Comment travaillez-vous votre marque employeur ?

Nous sommes présents sur les réseaux sociaux professionnels mais aussi les plateformes plus récréatives comme TikTok ou Instagram. Ce qu’on met en avant, c’est d’abord la diversité de nos métiers mais aussi la féminisation. Dans le milieu de la sécurité, vous vous attendez toujours à voir un homme dans son treillis, alors que nous avons aussi beaucoup d’exemples de carrières féminines. D’une façon pragmatique, face aux tensions du marché de l’emploi, si la sécurité continue à ne se penser que comme un milieu masculin, vous écartez 50% de la population possible. C’est contre-productif ! On travaille donc beaucoup là-dessus et je voudrais qu’on arrive à franchir un palier sur ce sujet. Nous comptons actuellement 15% de femmes. Il faut qu’on arrive à accrocher les candidates qui aujourd’hui, quand elles regardent nos offres d’emploi, zappent en se disant « non, ça, ce n’est pas pour moi ». Nous avons déjà féminisé tous les libellés sur les offres d’emploi, les visuels, mais il faut aller encore plus loin.

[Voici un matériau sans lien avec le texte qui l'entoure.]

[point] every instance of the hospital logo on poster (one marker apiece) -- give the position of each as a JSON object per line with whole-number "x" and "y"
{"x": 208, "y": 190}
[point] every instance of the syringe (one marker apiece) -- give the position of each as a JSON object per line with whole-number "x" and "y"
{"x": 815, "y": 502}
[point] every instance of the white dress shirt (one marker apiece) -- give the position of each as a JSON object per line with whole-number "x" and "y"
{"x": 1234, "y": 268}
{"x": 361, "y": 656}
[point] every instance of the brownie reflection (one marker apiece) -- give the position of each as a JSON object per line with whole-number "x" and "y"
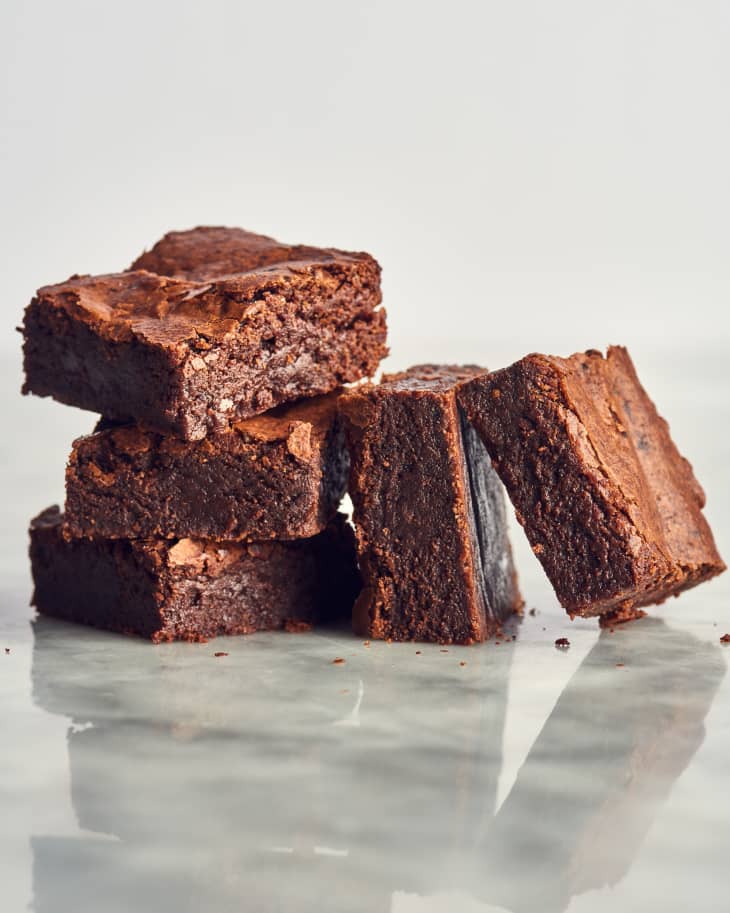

Où en êtes-vous sur le sujet de la transparence des salaires ?

Pour les agents de sécurité, ce n’est pas très compliqué : ils ont une rémunération qui est dépendante de leur coefficient et qui est gérée en branche, cette rémunération est donc complètement transparente. Sur les postes du siège (10% des effectifs), ce n’est pas la même chose. Aujourd’hui, les rémunérations du siège ne sont pas transparentes dans le sens où elles ne sont pas publiées. Mais elles le seront puisqu’on a une stratégie « Comp & Ben » (compensation & benefits). Nous avons amorcé un projet de cotation de fonctions, selon le poids de chacune dans l’organisation, pour pouvoir les comparer et in fine avoir une politique de rémunération qui tienne la route. Ce travail de cotation de fonction est pratiquement terminé.

Avant de rejoindre Securitas, vous avez été DRH chez Carrefour puis chez Adecco. Comment avez-vous vu le métier évoluer ces 20 dernières années ?

Ce qui me marque tous les jours, c’est combien le rythme a changé. Et le covid n’a fait qu’accentuer ça. Pardon de dire ça comme ça, mais il y a 20 ans, vous aviez le temps d’aller déjeuner le midi. Aujourd’hui, ce n’est plus possible. On est dans une essoreuse en permanence, et ça ne concerne pas seulement la fonction de DRH. Les rythmes de décision, les cycles budgétaires des entreprises se sont énormément raccourcis, ce qui fait que quand vous devez mettre en place un plan d’action, vous êtes redevable des résultats dans les deux mois qui viennent. On n’a plus le temps de faire les choses et en tant que DRH, c’est extrêmement problématique. Une transformation comme celle que l’on mène actuellement chez Securitas, qui est une transformation organisationnelle mais aussi culturelle, ça ne se fait pas en deux mois ! Je trouve qu’aujourd’hui, la difficulté principale d’un DRH, c’est de faire cohabiter le temps court et le temps long. C’est un constat que tous les DRH font mais que finalement aucun de nous n’a vraiment pris à bras le corps. Si on ne s’en saisit pas, personne ne le fera à notre place. En tant que DRH, nous devons prendre le recul et le temps nécessaire pour réfléchir et essayer de trouver le meilleur équilibre.